HighlandCowbag · 05/06/2023 15:28

HandBall · 05/06/2023 15:15

Did you factor in AI?

AI will do the highbrow jobs leaving humans tonight out manual Labour type jobs that a robot Hoover can't do.

The reading for it did include advances in technology, was from 2006 tho so not AI as we know it today. Also the labour market was different, Amazon, mass warehouses etc were not really discussed but the low paid, low valued work mentioned were mainly domestic work and factory work. There are probably more recent readings available but probably have to wait a year or two for peer reviewed stuff for a UBI/AI paper specifically.

Transhuman and AI is a massive topic in philosophy tho, suspect that plenty of academics in the future will earn massive £££ advising on this.

PhoenixArisen · 05/06/2023 15:40

Without ownership of assets, people have no status. This is psychologically harmful.
If it was fine, we'd all quit our jobs in this country and live off benefits.
No one wants to just survive.

(@SapatSea I can't take credit for that comment. It was @DdraigGoch who mentioned tax credits)

Garusmulp · 05/06/2023 15:42

socialmedia23 - but UBI is not replicating Singapore here. A UBI scheme is where you get a fixed amount of money regardless whether you work or not (a social convention rather than an economic necessity, see Capital by Karl Marx). You certainly will not be a USD millionaire on 1.6k a month!

Please note UBI is sold to us not only as an answer to poverty but also to joblessness due to AI and (reading between the lines) climate change restrictions!

Tooyoungtofeelthisold · 05/06/2023 15:46

£1000 a month? But that's a massive drop in income to most.
What about the drop in living standards for those of us who have worked hard to have that extra income?
What? The work just disappears?
How do all of these affordable homes just magically appear?

Sounds impossible to implement, and I for one wouldn't want it.

socialmedia23 · 05/06/2023 15:47

Garusmulp · 05/06/2023 15:42

socialmedia23 - but UBI is not replicating Singapore here. A UBI scheme is where you get a fixed amount of money regardless whether you work or not (a social convention rather than an economic necessity, see Capital by Karl Marx). You certainly will not be a USD millionaire on 1.6k a month!

Please note UBI is sold to us not only as an answer to poverty but also to joblessness due to AI and (reading between the lines) climate change restrictions!

well the original OP did mention state housing and lower car ownership as OP's vision of the future so i thought you were disagreeing with that.

I believe UBI would not be able to cover people's wants and needs so people will work to afford the extras. That has always been the case.

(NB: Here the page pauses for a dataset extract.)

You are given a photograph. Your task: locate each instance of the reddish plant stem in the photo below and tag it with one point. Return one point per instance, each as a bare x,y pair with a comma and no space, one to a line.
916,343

What UBI is good for is that it would allow people to study full time as an adult or start a business - both of which would enhance's one's earnings in the long term. Many people can't do that now as they have to pay the rent and bills and so are trapped in a cycle of poverty.

socialmedia23 · 05/06/2023 15:52

Garusmulp · 05/06/2023 15:42

socialmedia23 - but UBI is not replicating Singapore here. A UBI scheme is where you get a fixed amount of money regardless whether you work or not (a social convention rather than an economic necessity, see Capital by Karl Marx). You certainly will not be a USD millionaire on 1.6k a month!

Please note UBI is sold to us not only as an answer to poverty but also to joblessness due to AI and (reading between the lines) climate change restrictions!

I mean like a PP we could all quit our jobs and live on benefits. However, most of us don't do that. As people tend to want to afford holidays, to do nice things during the weekends, to be able to live good lives.

When you work in a job, its not just for the current salary, its also the prospect of progression. Most people don't earn the big bucks in their first job, it can take time. But you need the first job.